Television Camera Tube With Three Electrode Focusing Lens

Abstract

A television camera tube having an electron gun, a focusing lens and a photoconductive layer. The focusing lens comprises three electrodes, the first of which forms one assembly with the anode. The first and the last electrodes widen in the direction of the central electrode. The first and the last electrodes preferably comprise apertures which limit the cross-section of the electron beam. The aperture in the first electrode is so small as to serve as an object to be reproduced by the focusing lens. In a device having such a television camera tube the voltage at the last electrode preferably is at least four times as large as the voltage at the first electrode.

Parent Case Text

This is a continuation of application Ser. No. 176,016, filed 8-30-71, now abandoned.

Description

The invention relates to a television camera tube having, aligned along an axis, an electron gun having a cathode and an anode provided with an aperture for producing an electron beam and 2 focusing lens for focusing the electron beam on a photoconductive layer which is provided on a signal plate, on which photo-conductive layer a potential distribution is formed by projecting on it an optical image, said signal plate supplying electric signals corresponding to said optical image by the scanning of the photoconductive layer by the electron beam, said focusing lens comprising a first electrode, a second electrode being present between the first electrode and the third electrode, said anode forming part of the first electrode.

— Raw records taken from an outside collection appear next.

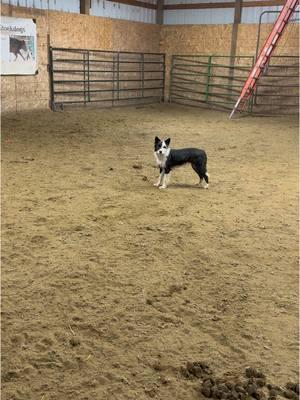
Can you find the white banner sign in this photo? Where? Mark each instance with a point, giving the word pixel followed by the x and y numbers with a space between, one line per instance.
pixel 18 46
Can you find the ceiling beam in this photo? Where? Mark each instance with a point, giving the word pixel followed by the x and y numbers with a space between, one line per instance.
pixel 136 3
pixel 231 4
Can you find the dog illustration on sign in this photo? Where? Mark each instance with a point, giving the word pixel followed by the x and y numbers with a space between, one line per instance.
pixel 18 47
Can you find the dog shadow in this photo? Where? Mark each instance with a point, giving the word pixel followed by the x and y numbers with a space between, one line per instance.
pixel 185 186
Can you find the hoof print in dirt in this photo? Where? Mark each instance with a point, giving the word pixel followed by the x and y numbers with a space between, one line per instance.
pixel 137 166
pixel 254 373
pixel 197 369
pixel 290 394
pixel 74 341
pixel 294 387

The invention also relates to a device having such a television camera tube.

The said potential distribution, sometimes termed potential picture, is formed in that the photo-conductive layer may be considered to be composed of a large number of picture elements. Each picture element may be considered as a capacitor to which a current source is connected in parallel the current strength of which is substantially proportional to the light intensity on the picture element. The charge of each capacitor thus increases linearly with time when the light intensity is constant. As a result of the scanning, the electron beam passes each picture element periodically and then discharges the capacitor, that is to say that the voltage across each picture element is periodically reduced to approximately zero. The quantity of charge which is periodically necessary to discharge a capacitor is proportional to the light intensity on the relevant picture element. The associated current flows via the signal plate which all the picture elements have in common, through a signal resistor, as a result of which a voltage is formed across the signal resistor which as a function of time represents the light intensity of the optical picture as a function of the place. A television camera tube having the described effect is generally referred to as a vidicon.

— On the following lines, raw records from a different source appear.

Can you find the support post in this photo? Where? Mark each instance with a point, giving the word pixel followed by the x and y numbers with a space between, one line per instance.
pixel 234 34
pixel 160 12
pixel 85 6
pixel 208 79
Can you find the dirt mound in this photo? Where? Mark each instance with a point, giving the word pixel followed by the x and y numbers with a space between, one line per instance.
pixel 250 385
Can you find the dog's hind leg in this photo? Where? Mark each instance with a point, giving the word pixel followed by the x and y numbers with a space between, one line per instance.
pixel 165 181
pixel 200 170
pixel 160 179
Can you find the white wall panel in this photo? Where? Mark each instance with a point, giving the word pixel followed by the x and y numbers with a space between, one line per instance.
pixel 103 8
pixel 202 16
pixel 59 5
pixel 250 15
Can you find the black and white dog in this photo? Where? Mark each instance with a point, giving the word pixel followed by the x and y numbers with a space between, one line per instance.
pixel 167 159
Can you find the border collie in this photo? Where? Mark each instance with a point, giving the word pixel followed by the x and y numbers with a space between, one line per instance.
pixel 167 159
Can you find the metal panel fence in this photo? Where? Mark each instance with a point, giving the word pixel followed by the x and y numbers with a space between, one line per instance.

It is of importance that a television camera tube of the above-described type should be as short as possible. In particular for portable television cameras and for colour television cameras which have several camera tubes, it is necessary to use a television camera tube which is as short as possible. The article "An experimental light-weight colour television camera", in Philips Technical Review, vol. 29, 1968, nr. 11, describes a television camera tube of the above type. In said television camera tube, the electron beam which is produced by an electron gun having a cathode, a grid and an anode, is focused by the electric field between said electrodes in a so-called cross-over approximately at the area of the anode. The apertures in the grid and the anode are simple cylindrical apertures and the anode forms one assembly with the first electrode of the focusing lens and is at a voltage of 300 volt. The said cross-over is reproduced on the photoconductive layer by the focusing lens. The focusing lens is a three-electrode-lens, the first electrode and the last electrode of which have the same potentials and the central electrode of which has a different potential. The three electrodes of the focusing lens are mainly cylindrical and are rather long which results from the electron optical properties of said shape of lens and the potentials used. Although the said television camera tube has rather small dimensions it has proved necessary to have another shorter tube available.

It is the object of the invention to provide a television camera tube of the above-described type the length of which is as small as possible.

According to the invention, a television camera tube having, centered along an axis, an electron gun having a cathode and an anode provided with an aperture for producing an electron beam and a focusing lens for focusing the electron beam on a photoconductive layer which is provided on a signal plate, on which photo-conductive layer a potential distribution is formed by projecting on it an optical image, said signal plate supplying electric signals corresponding to said optical image by the scanning of the photo-conductive layer by the electron beam, said focusing lens comprising a first electrode, a second electrode and a third electrode, the second electrode being present between the first electrode and the third electrode, said anode forming part of the first electrode, is characterized in that the surface of the second electrode facing the electron beam has a mainly constant cross-section and that the surfaces of the first electrode and the third electrode facing the electron beam have cross-sections which widen in the direction of the second electrode.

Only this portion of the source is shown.